Can I build on shared wall between neighbour’s and my French property?

Shared walls exist in both rural and urban areas and do not need to be a certain length or made from specific materials

A photo of an old stone wall alongside a pathway
A dividing wall is designated in the French Civil Code as a wall with mitoyenneté, or shared ownership

Reader question: There is a wall between my house and my neighbours that I want to make higher. Is it possible to do this, or do I need to ask permission? And how do I know who owns the wall?

A dividing wall (mur mitoyen) is a common sight at the boundary of two French properties but there are a number of rules regulating how they are used.

While it may be possible to build on them, it depends on the circumstances, and a number of factors need to be taken into account before construction can begin.

What counts as a dividing wall?

A dividing wall (or party wall) is designated in the French Civil Code as a wall with mitoyenneté, or shared ownership.

The wall must be situated at the border between two different properties, for example, straddling the border of different owners’ courtyards, gardens, or fields. It can also refer to a wall between two adjoining houses.

Under article 653 of the Civil Code, any wall that meets these conditions is presumed to be a mur mitoyen,unless it can be proven otherwise that it only has one owner, for example because they have a deed that shows it as belonging entirely to them.

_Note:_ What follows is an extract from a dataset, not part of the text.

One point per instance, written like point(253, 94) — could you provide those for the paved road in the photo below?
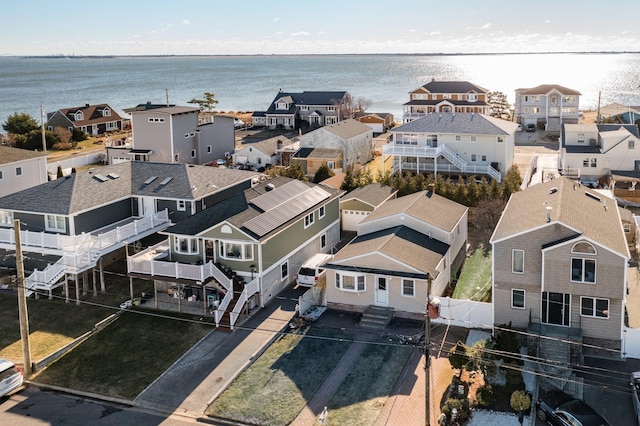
point(31, 407)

These walls can exist in both rural and urban areas, and do not need to be a certain length or made from specific materials.

If you are unsure whether a wall is private or shared, one avenue is to look closely at the local cadastre property maps (used by the tax services) for your commune. These are often available online.

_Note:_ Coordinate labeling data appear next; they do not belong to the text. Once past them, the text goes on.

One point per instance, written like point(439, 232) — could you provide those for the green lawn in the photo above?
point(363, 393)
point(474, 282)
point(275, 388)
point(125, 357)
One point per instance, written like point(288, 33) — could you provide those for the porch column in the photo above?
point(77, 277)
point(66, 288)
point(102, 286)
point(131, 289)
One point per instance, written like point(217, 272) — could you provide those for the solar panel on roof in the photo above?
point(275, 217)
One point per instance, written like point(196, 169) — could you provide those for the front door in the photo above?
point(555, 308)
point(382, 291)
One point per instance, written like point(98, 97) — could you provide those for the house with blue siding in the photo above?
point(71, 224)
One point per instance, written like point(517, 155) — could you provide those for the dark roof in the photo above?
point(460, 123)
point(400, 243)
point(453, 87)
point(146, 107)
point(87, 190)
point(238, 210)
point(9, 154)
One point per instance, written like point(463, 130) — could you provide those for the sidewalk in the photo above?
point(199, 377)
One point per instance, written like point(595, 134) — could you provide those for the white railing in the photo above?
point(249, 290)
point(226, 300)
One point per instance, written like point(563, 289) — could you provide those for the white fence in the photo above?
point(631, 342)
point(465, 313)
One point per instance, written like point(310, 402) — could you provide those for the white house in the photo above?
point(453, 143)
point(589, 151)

Some cadastral plans have specific information on party walls, otherwise look to see if the wall appears to be precisely along the dividing line between the two properties.

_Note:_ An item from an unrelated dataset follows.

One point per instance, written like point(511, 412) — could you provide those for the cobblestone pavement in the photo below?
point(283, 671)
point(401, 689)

If in doubt, it is also possible to have a process called bornage (boundary marking) undertaken by a surveyor (géomètre expert), with the agreement of your neighbour. Otherwise it is advisable to seek help from a mediator (conciliateur de justice).

In the case of murs mitoyens, any upkeep and maintenance is the shared responsibility of the two owners, on their share of the wall.

Read more:Who owns the boundary wall of our French property?

Is it possible to raise the wall?

According to article 658 of the Civil Code, you can increase the height or thickness of the wall without your neighbour’s permission, with the additional part of the wall being privately owned by yourself and entirely your responsibility.

However, if the neighbour incurs any expenses as a result you should reimburse him or her, the law states. It also states that the neighbour has the right to obtain ownership of their half of the additional wall by paying half of the costs.

If a wall is damaged during any work however, it is the responsibility of the person building the wall to repair it and cover the costs.

Can I build a dividing wall myself?

It is possible to build a dividing wall between two pieces of land, if you have a notarised agreement called a convention de mitoyenneté, and your neighbour’s written permission.

You will also need to make sure the wall complies with the local planning rules – to do this it is best to ask your mairie.

You may also need a work permit (permis de construire) or work declaration (déclaration préalable de travaux) depending on the size of the wall.